Il Manifesto della
Vita Indipendente
Vita Indipendente è, fondamentalmente, poter vivere proprio come
chiunque altro; avere la possibilità di prendere decisioni riguardanti la
propria vita e la capacità di svolgere attività liberamente scelte, con le sole
limitazioni che hanno le persone senza disabilità.
Vita Indipendente vuol dire affrontare tutte le questioni che
riguardano specificatamente le persone con disabilità
secondo una particolare filosofia che potremmo
definire della libertà nonostante la disabilità.
Vita Indipendente non dovrebbe essere intesa in termini di
"vita per conto proprio", magari con un lavoro adatto alle proprie
capacità ed ai propri interessi, o con una intensa
vita sociale.
Vita Indipendente non coincide neppure con il "fare da sé" le
cose, con l'essere autonomi. Questi sono, o meglio possono essere, solo alcuni
aspetti del vivere in maniera indipendente.

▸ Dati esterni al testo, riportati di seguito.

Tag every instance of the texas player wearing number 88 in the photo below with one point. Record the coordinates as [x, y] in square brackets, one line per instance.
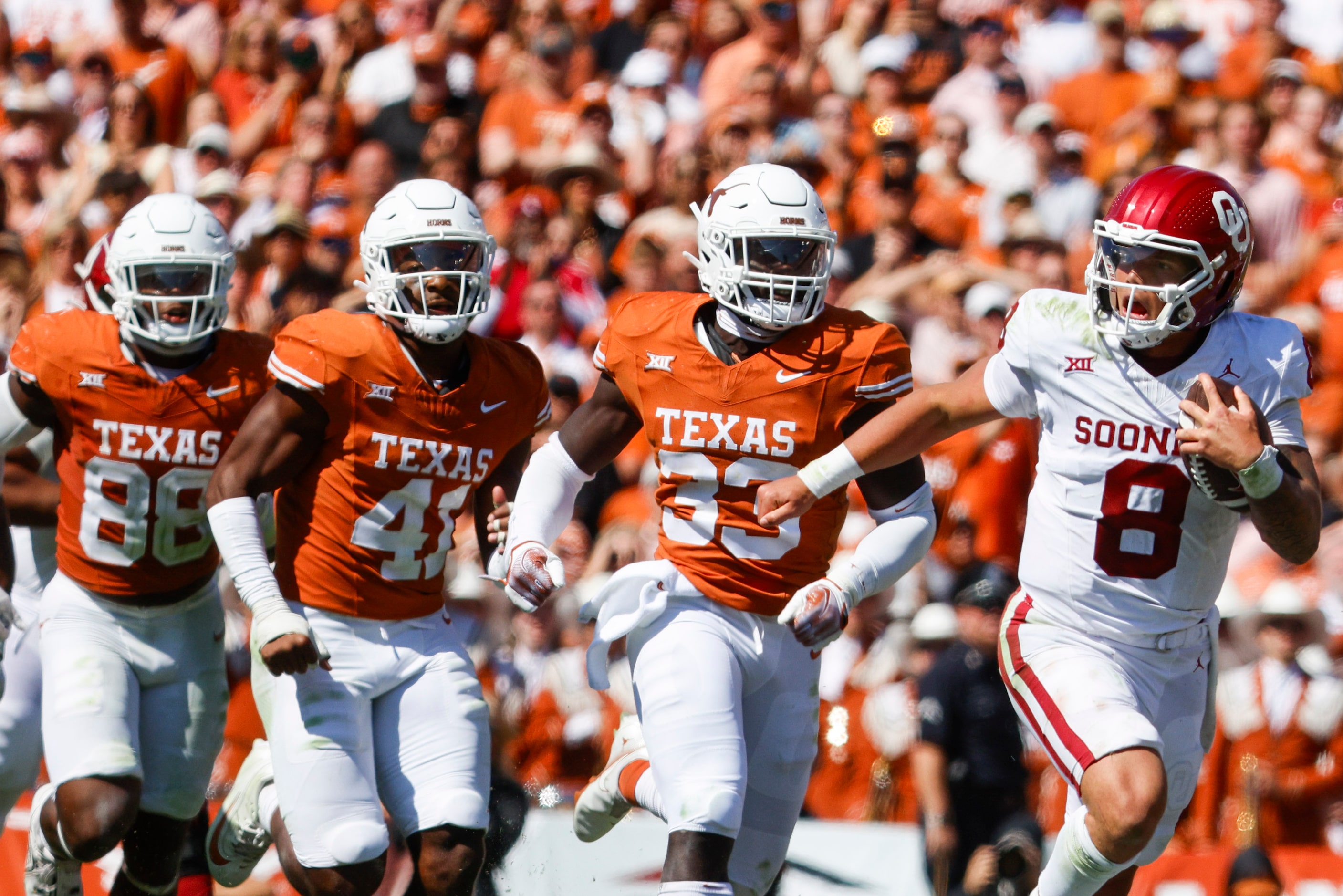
[143, 402]
[1108, 648]
[731, 389]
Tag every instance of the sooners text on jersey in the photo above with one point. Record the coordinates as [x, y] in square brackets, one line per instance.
[1116, 539]
[135, 455]
[366, 528]
[722, 430]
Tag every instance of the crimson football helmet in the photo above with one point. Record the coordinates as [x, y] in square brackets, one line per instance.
[1189, 234]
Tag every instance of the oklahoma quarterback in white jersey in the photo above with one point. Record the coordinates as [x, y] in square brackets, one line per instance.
[1108, 648]
[731, 389]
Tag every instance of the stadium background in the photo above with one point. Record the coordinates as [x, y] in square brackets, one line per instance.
[962, 147]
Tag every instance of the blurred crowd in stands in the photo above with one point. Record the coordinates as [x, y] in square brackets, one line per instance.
[962, 148]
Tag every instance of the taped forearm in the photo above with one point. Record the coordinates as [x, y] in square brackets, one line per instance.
[902, 538]
[243, 550]
[15, 427]
[544, 503]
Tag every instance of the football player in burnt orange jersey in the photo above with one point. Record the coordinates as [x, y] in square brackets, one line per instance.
[141, 404]
[732, 389]
[379, 430]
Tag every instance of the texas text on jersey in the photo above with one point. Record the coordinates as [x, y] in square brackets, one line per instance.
[366, 528]
[720, 430]
[1118, 542]
[134, 453]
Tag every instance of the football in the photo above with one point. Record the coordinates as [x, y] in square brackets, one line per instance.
[1215, 481]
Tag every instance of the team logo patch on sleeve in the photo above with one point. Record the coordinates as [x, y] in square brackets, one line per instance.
[1079, 365]
[379, 391]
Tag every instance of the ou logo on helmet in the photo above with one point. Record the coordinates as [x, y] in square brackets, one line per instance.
[1235, 221]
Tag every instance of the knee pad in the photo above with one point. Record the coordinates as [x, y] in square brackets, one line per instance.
[714, 811]
[354, 840]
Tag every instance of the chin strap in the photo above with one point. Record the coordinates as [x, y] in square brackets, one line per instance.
[732, 323]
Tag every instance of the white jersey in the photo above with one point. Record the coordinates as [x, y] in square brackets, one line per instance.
[1118, 542]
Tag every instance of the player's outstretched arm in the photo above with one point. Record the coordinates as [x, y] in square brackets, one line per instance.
[590, 440]
[1284, 504]
[276, 442]
[896, 436]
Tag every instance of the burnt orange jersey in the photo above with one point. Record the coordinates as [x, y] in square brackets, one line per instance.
[366, 528]
[722, 430]
[134, 453]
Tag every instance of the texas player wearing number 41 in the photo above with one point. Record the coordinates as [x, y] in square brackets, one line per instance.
[378, 432]
[141, 402]
[731, 389]
[1108, 648]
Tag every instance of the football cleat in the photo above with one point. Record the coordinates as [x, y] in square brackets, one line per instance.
[599, 806]
[43, 874]
[237, 839]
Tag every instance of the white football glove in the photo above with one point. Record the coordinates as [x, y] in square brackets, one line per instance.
[533, 575]
[273, 620]
[817, 613]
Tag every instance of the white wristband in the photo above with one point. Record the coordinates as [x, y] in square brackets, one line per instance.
[1261, 477]
[828, 473]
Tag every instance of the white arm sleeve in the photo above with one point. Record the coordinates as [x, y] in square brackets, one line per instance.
[15, 429]
[243, 550]
[544, 503]
[902, 538]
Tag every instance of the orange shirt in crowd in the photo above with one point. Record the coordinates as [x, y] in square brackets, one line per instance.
[853, 777]
[1304, 763]
[983, 476]
[1323, 287]
[727, 70]
[951, 218]
[539, 754]
[167, 78]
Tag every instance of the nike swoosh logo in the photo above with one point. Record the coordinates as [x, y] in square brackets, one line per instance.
[215, 856]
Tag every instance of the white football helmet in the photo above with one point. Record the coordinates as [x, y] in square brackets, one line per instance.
[170, 250]
[766, 246]
[424, 231]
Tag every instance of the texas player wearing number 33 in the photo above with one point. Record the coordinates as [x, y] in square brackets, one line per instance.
[732, 389]
[1108, 648]
[378, 432]
[141, 402]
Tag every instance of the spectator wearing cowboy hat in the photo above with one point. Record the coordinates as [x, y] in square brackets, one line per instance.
[1278, 757]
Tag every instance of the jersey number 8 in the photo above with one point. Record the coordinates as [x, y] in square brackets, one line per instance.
[132, 515]
[1139, 531]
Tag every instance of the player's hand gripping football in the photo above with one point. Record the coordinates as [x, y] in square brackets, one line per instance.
[783, 500]
[533, 575]
[1225, 436]
[817, 613]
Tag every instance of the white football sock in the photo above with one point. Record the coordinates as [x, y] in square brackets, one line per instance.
[646, 794]
[266, 805]
[1076, 867]
[712, 888]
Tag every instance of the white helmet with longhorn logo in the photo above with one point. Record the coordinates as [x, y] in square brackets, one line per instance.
[766, 246]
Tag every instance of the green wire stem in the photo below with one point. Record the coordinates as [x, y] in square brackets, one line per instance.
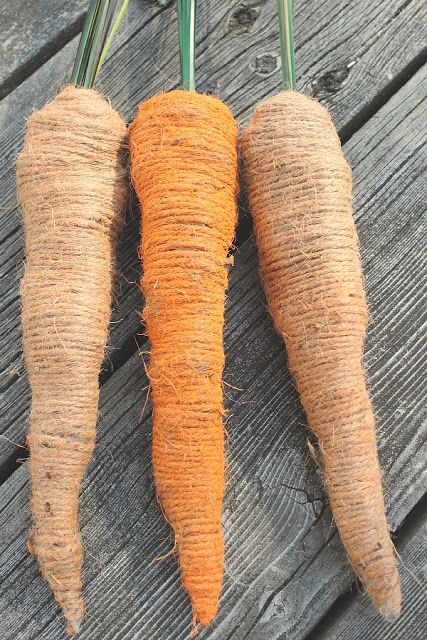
[186, 10]
[95, 41]
[287, 54]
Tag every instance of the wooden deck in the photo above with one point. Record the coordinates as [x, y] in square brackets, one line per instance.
[286, 577]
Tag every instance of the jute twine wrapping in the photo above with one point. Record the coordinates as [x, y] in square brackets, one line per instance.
[300, 196]
[184, 165]
[71, 187]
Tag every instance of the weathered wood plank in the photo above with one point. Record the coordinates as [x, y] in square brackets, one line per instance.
[32, 32]
[357, 620]
[285, 565]
[238, 35]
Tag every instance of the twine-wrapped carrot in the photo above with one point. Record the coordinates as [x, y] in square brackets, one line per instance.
[71, 188]
[184, 166]
[299, 187]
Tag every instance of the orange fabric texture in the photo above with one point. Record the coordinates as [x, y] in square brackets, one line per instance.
[184, 168]
[299, 187]
[72, 189]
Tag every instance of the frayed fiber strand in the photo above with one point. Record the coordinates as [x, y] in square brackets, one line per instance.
[184, 166]
[71, 188]
[300, 196]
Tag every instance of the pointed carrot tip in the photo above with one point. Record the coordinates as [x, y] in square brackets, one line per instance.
[203, 614]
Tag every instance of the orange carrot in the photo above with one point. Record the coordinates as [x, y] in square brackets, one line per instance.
[300, 196]
[71, 187]
[184, 165]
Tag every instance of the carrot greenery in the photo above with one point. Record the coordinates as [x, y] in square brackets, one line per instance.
[184, 167]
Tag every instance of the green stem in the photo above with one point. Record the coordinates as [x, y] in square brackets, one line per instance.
[287, 53]
[99, 35]
[187, 42]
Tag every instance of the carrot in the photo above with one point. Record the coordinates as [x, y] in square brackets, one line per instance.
[184, 166]
[299, 186]
[71, 187]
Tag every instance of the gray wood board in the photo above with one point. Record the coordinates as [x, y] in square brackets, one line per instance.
[356, 620]
[285, 565]
[233, 38]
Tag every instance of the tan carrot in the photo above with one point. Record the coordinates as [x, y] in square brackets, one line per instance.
[300, 195]
[184, 165]
[71, 187]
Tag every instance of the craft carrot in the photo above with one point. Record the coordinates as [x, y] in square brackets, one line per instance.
[71, 187]
[299, 187]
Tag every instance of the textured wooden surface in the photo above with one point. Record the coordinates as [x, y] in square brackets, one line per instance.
[285, 567]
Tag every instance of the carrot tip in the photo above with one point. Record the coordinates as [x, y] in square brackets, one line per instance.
[73, 627]
[390, 612]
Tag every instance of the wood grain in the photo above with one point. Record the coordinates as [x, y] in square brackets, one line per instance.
[237, 44]
[285, 565]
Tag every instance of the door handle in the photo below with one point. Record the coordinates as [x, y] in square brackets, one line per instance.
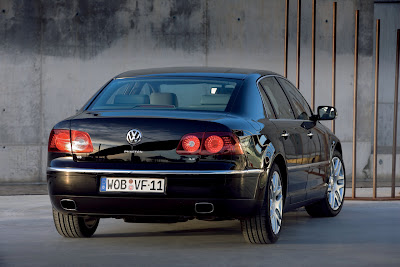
[285, 134]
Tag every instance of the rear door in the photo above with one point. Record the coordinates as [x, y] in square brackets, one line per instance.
[316, 159]
[292, 135]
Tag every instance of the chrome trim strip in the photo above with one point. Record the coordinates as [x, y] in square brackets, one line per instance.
[181, 172]
[309, 165]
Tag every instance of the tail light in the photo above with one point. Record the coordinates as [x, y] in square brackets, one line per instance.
[67, 141]
[211, 143]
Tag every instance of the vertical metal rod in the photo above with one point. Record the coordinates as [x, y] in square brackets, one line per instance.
[396, 97]
[286, 35]
[354, 166]
[334, 60]
[298, 45]
[313, 57]
[374, 177]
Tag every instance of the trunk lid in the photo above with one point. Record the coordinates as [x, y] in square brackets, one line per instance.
[160, 131]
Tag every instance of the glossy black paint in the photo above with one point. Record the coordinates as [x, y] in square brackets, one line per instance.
[236, 195]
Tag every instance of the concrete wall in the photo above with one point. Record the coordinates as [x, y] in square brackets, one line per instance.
[55, 54]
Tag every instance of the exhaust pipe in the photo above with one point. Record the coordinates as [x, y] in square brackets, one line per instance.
[68, 204]
[204, 207]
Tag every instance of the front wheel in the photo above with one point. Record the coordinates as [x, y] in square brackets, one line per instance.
[332, 203]
[68, 225]
[265, 226]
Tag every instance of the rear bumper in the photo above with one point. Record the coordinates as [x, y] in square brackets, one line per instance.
[233, 193]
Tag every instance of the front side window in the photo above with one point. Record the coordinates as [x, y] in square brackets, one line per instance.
[178, 93]
[301, 108]
[278, 98]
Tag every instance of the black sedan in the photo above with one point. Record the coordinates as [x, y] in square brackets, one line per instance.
[173, 144]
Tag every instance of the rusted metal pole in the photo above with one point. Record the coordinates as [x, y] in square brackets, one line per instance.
[374, 177]
[396, 97]
[354, 165]
[286, 35]
[313, 57]
[334, 60]
[298, 45]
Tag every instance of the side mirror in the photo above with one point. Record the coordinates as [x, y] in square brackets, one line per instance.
[325, 113]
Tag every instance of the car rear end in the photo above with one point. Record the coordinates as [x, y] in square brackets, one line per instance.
[154, 146]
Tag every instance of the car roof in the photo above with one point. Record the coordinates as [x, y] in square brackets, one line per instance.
[221, 72]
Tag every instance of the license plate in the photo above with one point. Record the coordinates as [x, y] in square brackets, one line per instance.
[136, 185]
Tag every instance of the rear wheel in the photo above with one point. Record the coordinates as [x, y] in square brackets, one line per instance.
[332, 203]
[68, 225]
[265, 226]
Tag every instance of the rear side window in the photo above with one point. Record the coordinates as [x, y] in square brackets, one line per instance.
[183, 93]
[299, 104]
[278, 98]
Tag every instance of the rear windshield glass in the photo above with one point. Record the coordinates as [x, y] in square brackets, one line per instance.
[167, 93]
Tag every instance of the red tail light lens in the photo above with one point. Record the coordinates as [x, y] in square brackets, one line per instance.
[214, 144]
[61, 141]
[222, 143]
[190, 143]
[81, 142]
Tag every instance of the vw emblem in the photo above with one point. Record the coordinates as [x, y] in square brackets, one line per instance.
[134, 136]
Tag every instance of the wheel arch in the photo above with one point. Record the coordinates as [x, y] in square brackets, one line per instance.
[280, 161]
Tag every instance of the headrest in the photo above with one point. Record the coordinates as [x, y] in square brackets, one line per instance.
[163, 99]
[131, 99]
[220, 99]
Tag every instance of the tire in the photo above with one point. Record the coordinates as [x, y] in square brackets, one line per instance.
[332, 203]
[265, 226]
[68, 225]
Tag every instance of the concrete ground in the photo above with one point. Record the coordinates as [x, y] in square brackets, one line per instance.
[41, 189]
[363, 234]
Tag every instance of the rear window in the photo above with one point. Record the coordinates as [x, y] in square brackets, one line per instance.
[167, 93]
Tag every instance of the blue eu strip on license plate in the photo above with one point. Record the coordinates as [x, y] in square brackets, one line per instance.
[103, 184]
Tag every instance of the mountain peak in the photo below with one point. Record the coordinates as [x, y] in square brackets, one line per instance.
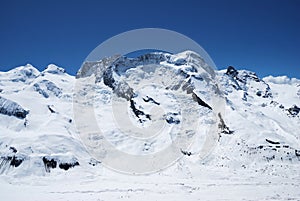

Vita Indipendente ha a che fare con l'autodeterminazione. È il diritto
e l'opportunità di perseguire una linea di azione ed è
la libertà di sbagliare e di imparare dai propri errori, esattamente come le
persone che non hanno disabilità.
Vita Indipendente riguarda soprattutto le persone con disabilità, tuttavia chi la persegue sa che per ogni
persona con disabilità, resa libera da una assistenza personale istituzionalizzata, si aprono spazi
di libertà anche per madri, padri, fratelli, figli, mogli, mariti, compagni,
ecc.
Vita Indipendente non è facile, e può essere anche rischiosa,
ma milioni di persone con disabilità ritengono
che valga la pena correre questo rischio per non rassegnarsi ad una vita di
dipendenza, di delega, con possibilità limitate ed aspettative mancate.